I am operating a barbecue grill. I’m making burgers and it’s not easy because I have a wild puppy named Thelma Lou who cannot sit still.
She is ten weeks old. Her paws are bigger than her head, her ears drag on the ground. She pees whenever the spirit moves.
And right now, she is chasing a neighborhood kid named Tyler, who is babysitting her. I’ve paid Tyler ten dollars to entertain her.
And he’s entertaining, all right. She is a speeding black-and-tan blur, only visible by high-tech slow-motion cameras. And she’s his problem right now.
I gave Tyler simple instructions:
“Make sure she goes pee pee,” I said.
This is of congressional importance because Thelma Lou has been known to get so excited she pees on me for kicks.
Anyway, I am sporting an apron my wife bought me.
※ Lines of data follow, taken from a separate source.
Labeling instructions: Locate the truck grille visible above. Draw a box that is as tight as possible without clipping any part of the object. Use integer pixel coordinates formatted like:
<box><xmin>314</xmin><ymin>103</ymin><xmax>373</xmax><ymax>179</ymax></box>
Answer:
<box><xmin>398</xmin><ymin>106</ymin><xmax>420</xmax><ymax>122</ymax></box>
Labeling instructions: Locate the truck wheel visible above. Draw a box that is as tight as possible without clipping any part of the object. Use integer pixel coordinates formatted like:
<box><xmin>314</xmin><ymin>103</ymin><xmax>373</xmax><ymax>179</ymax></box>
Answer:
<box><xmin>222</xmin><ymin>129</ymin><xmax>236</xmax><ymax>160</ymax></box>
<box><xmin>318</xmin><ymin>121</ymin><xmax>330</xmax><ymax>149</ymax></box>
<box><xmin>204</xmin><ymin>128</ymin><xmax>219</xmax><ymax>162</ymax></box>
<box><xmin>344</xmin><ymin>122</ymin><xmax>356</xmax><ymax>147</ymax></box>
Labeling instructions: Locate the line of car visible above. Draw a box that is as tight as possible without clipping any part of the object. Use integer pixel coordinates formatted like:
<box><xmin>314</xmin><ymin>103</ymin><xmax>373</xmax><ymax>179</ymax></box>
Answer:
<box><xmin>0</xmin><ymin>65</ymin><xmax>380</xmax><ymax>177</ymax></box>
On the front it reads: “I like pig butts and I cannot lie.”
I’m no grill master, but I make okay hamburgers. It took me a whole year to perfect my recipe. It’s not complicated, but it takes concentration. And you can’t concentrate while babysitting a puppy.
Believe me, I tried this a few days ago. I ended up chasing the black-and-tan streak across the Southeast United States. I ran with a spatula held above my head, hollering: “Quit that!” And: “Stop chewing my wallet!” And: “Get away from that dead possum!”
But you can’t control Thelma. She enjoys chewing more than she enjoys peeing. In fact, chewing is her God-given talent you could say.
If, for instance, I were to enter Thelma in one of those TV-show talent contests, Thelma would win.
“… And thanks for watching America’s Most Talented Pets, folks. Our next contestant is Thelma Lou. Thelma will disassemble a Stradivarius cello using only her teeth, then urinate on its remains while howling ‘Moon River’ in the key of F sharp.”
Neil Diamond, eat your heart out.
She chews everything. She will gnaw on sticks, furniture, past issues of TIME Magazine, uncashed checks, human toes, beer cans, small electronic devices, large electronic devices, water bottles, pig ears, dish rags, pillows, or Senator Richard Shelby.
But, I have devised a way to stop Thelma’s anti-Christian behavior. After all, I’ve been reading dog training books until I’m purple.
And if there’s one thing I’ve learned, it’s that scientists unanimously agree, the most effective way of training a dog is to start drinking high-proof alcohol directly from the bottle.
No, I’m only kidding. They recommend starting with lite beer first.
Of course, that’s the modern way. Men like my Uncle Geether came from the old world. He kept cooked turkey in his pocket until grease seeped through his pants and made him look incontinent. He was a reputed dog expert.
And according to dog experts like Uncle Geether, using food to reward basic commands is the way to go. The books recommend starting with commands your puppy is ALREADY capable of.
A few commands Thelma has already mastered:
“Run far away from me, Thelma!”
“Jump on unsuspecting strangers, Thelma!”
Piece of cake.
“Poop in the kitchen TWICE, Thelma!”
But none of this matters right now because I don’t have to worry about my dog. Tyler is watching her while I cook. He’s riding his bike and Thelma is chasing.
I have paid him to ride in circles for thirty minutes, non-stop.
“But Mister Sean,” Tyler pointed out, “that will make me really dizzy if I just ride in circles.”
The world isn’t always fair, Tyler.
Tyler and Thelma Lou have just finished playing. Thelma sees me. Here she comes. She is running full speed. She trips on her ears. She licks me. I lift her in my arms. The smell of her puppy breath is perfect.
Her excitement is almost too much to bear.
Suddenly, my shirt is wet.
Take your ten bucks and go home, Tyler.